Metadata vs data
When you clone an image, or the Splitfile executor encounters one you referenced
in a Splitfile, sgr
only downloads the metadata for the repository (or the
referenced image within the repository). The metadata consists of all sgr
state tables in splitgraph_meta
: images
, objects
, tags
and tables
.
Compared to the actual data, it's very lightweight, most of its footprint being
taken up by the object index.
When you check out an image, sgr
downloads the actual data, which is the set
of objects required by that image. When you query a table from a
layered checkout, sgr
only downloads objects that are
required to satisfy that query, as determined by the object index.
sgr
considers objects downloaded from a remote engine to be "cached," and can
evict them if the free cache space is limited. You can control the cache size by
the SG_OBJECT_CACHE_SIZE
variable in .sgconfig
. The default value is 10240
(10GB).
With layered querying, you can see how much data a query will require before you
execute it, by running EXPLAIN
on the query. For example, in the
2016 US Presidential Election precinct-level returns
dataset:
$ sgr sql -s splitgraph/2016_election "EXPLAIN SELECT candidate_normalized, SUM(votes) FROM precinct_results WHERE county_fips=11001 GROUP BY candidate_normalized"
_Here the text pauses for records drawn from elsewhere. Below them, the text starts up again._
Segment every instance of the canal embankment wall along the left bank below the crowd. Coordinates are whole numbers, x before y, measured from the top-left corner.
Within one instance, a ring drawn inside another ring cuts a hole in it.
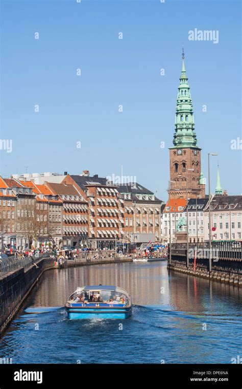
[[[82,255],[79,255],[76,260],[65,261],[64,267],[131,261],[131,257],[124,256],[93,259],[91,256],[82,257]],[[36,260],[35,265],[33,264],[27,270],[21,267],[7,274],[1,275],[0,273],[0,335],[5,332],[43,272],[48,269],[54,269],[54,260],[42,257]],[[62,270],[60,269],[60,271]]]

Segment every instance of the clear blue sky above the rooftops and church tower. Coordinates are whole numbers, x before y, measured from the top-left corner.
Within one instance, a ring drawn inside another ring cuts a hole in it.
[[[240,194],[242,151],[231,150],[231,140],[242,139],[240,7],[232,0],[3,0],[1,139],[12,139],[13,151],[0,151],[1,175],[28,166],[105,177],[123,165],[125,176],[166,200],[184,46],[204,176],[207,153],[218,153],[223,189]],[[195,28],[219,30],[219,43],[188,40]],[[216,164],[212,157],[213,191]]]

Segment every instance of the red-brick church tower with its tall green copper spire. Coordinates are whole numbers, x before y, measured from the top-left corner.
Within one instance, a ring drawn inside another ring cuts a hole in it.
[[[205,197],[201,172],[201,148],[197,146],[190,88],[182,51],[182,72],[178,87],[175,133],[170,147],[171,199]]]

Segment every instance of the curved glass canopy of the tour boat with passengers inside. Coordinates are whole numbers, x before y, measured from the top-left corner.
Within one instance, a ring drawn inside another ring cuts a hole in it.
[[[124,293],[110,290],[83,290],[73,293],[68,302],[106,302],[109,304],[128,304]]]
GroupAggregate (cost=71991481.18..71992900.45 rows=1 width=64)
Group Key: candidate_normalized
-> Sort (cost=71991481.18..71991954.27 rows=189234 width=380)
Sort Key: candidate_normalized
-> Foreign Scan on precinct_results (cost=20.00..71908920.00 rows=189234 width=380)
Filter: (county_fips = 11001)
Multicorn: Objects removed by filter: 18
Multicorn: Scan through 2 object(s) (2.55 MiB)
JIT:
Functions: 7
...
This query will need to scan (and download, if it's not already locally cached) through 2.5 MiB of data.